Shoot, Your're On TV!

Can shooting get televised coverage? How much spectator interest can shooting possibly generate?

Consider the Biathlon in the 2002 Winter Olympics. It was televised. In fact, MSNBC was so anti-gun they had an actual champion shooter (Josh Thompson) do their coverage, featured Magdalena Forsberg in an
"Athlete's Voice" segment and had a PDF brochure of Biathlon training centers, among other articles, all positive.

Both men's and women's biathlon races earned airtime. One biathlete competitor informed me that he felt, "...the coverage was good and the races were fantastic."

The Today Show featured a segment with anchorman Matt Lauer receiving instruction on Biathlon. The piece had him learning to both ski and shoot. At the end he stated, on national television, that the sport
deserves more media attention in the US.

Then there was Yahoo!'s coverage on the "emerging" sport of biathlon.
Best quotes:
"There might be no other Winter Olympic sport as thoroughly pragmatic as biathlon."

"Biathlon is the most watched winter sport in Europe on television..." [Having visited Europe months prior to the 2002 Olympics I learned that finding a Biathlon on 'EuroSport' was as easy as finding football or
basketball on ESPN]

Why are shooting sports, like Biathlon, ignored by the American mainstream media?

"... you come home to America to compete, and people aren't quite sure what the two sports are, or often they think it's three different sports,'' said Rachel Steer, the top-ranked U.S. woman, from Anchorage, Alaska

According to this Olympian, the real problem in promoting shooting as a mainstream activity is the lack of public demand and knowledge of the events. So if a televised gun game can be popular in anti-gun Europe,
why aren't American gun organizations and owners demanding it over here?

I could find no anti-gun bias in MSNBC or Yahoo's Biathlon coverage. During this same time period there was no apparent Biathlon coverage at from the NRA. In fact the "Top Sports Stories of the Day" reported on their website during this time featured such venues as Figure Skating and NCCA basketball.

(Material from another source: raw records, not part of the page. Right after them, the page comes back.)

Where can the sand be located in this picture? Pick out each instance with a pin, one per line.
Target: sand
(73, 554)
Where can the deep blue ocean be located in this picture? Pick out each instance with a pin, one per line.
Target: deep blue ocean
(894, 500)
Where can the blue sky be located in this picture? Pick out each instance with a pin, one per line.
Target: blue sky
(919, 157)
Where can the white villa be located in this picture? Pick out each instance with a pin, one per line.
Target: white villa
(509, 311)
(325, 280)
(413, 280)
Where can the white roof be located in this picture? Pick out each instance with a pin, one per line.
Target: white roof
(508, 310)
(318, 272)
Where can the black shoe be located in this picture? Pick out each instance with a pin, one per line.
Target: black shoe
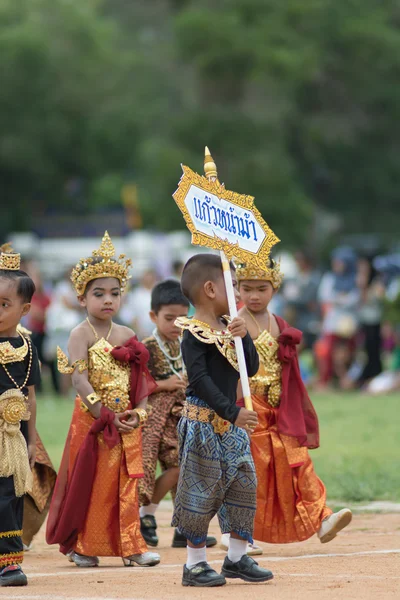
(179, 540)
(202, 575)
(12, 576)
(246, 568)
(148, 526)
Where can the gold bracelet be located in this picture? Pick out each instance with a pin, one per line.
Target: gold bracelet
(142, 415)
(93, 398)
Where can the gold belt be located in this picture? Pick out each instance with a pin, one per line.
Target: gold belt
(205, 415)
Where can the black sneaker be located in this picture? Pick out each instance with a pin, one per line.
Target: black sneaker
(202, 575)
(148, 526)
(247, 569)
(12, 576)
(179, 540)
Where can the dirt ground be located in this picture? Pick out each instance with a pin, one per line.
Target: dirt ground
(362, 563)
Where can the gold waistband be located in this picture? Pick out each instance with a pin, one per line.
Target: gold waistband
(14, 407)
(262, 387)
(205, 415)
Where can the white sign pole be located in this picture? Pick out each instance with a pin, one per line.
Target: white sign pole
(210, 170)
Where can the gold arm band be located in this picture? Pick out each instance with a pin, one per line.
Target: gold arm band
(142, 415)
(93, 398)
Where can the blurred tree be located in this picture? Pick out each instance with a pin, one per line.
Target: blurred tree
(298, 102)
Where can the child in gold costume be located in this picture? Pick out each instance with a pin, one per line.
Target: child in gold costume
(291, 499)
(95, 511)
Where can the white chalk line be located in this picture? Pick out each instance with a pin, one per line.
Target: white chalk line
(267, 559)
(52, 597)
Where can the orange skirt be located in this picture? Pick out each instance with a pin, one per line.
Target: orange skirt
(290, 499)
(112, 525)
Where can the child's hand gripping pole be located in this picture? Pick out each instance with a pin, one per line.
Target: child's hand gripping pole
(210, 170)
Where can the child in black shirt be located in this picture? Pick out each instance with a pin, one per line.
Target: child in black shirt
(217, 473)
(19, 373)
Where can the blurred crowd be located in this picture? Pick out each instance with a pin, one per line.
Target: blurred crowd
(349, 315)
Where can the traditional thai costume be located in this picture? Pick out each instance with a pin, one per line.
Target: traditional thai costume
(37, 501)
(217, 472)
(160, 437)
(95, 510)
(291, 499)
(19, 369)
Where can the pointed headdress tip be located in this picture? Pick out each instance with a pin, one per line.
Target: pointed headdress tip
(9, 259)
(103, 263)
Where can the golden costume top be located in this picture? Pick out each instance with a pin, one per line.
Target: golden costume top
(267, 381)
(109, 378)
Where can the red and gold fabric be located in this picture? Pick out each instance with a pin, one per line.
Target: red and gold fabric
(291, 499)
(95, 508)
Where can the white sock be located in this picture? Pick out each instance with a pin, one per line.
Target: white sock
(237, 549)
(150, 509)
(195, 555)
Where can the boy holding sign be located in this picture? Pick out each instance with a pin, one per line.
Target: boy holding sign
(217, 473)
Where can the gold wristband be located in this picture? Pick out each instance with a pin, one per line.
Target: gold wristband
(142, 415)
(93, 398)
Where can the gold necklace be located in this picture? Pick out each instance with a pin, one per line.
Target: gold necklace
(9, 354)
(95, 332)
(20, 387)
(257, 323)
(216, 331)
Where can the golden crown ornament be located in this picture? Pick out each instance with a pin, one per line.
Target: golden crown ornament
(250, 273)
(9, 260)
(102, 263)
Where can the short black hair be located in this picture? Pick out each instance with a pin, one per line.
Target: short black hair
(25, 286)
(199, 269)
(166, 293)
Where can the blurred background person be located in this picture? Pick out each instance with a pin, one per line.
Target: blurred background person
(301, 295)
(63, 314)
(135, 312)
(339, 298)
(370, 314)
(36, 322)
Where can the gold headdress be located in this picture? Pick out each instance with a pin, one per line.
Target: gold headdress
(102, 263)
(249, 273)
(9, 260)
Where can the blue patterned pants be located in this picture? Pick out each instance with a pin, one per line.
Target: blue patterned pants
(217, 476)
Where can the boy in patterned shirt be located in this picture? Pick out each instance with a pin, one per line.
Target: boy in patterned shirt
(160, 437)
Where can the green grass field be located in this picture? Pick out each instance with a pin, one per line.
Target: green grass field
(359, 457)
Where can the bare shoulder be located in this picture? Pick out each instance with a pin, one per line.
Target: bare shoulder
(81, 332)
(244, 314)
(275, 329)
(249, 323)
(80, 339)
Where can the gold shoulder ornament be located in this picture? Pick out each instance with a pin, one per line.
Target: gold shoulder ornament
(223, 339)
(63, 363)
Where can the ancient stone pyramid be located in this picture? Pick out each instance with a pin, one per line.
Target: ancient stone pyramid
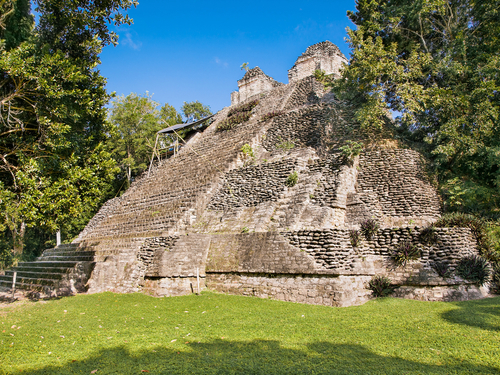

Why should the NRA care? Biathlon is a shooting sport that earned some positive coverage nationwide in the "anti-gun" media. Why didn't they capitalize on it? You would think the NRA should appear at least as supportive of Biathlon as NBC is...

I am NOT saying NBC is now the gun owner's best friend and that we should stop supporting the NRA. But it demonstrates that shooters can get positive coverage in a hostile medium.

I wanted to be sure these media outlets knew at least somebody appreciated their efforts, so I sent them this:

Subject: Olympic Biathlon

Great Job!

Your coverage of the Biathlon at the 2002 Winter Olympics was quite good.

As a marksman, I find that coverage of shooting events is lacking. On behalf of the 80 million law-abiding gun owners in the United States, thank you!

Fast X,
John M. Buol Jr.
Director, Hunter's Shooting Association

A small, token gesture I know. But I wonder how many gun owners bothered to send any feedback to these outlets about this positive shooting event? Probably too busy complaining about how they're so biased and never support us.

Lesson (hopefully) Learned: The media WILL show shooting in a positive light, IF the story is big enough and presented properly and enough people show that they really care about it. What the gun industry needs
to work on is creating more shooting events of "Olympic proportions" backed by enough enthusiastic participants and fans.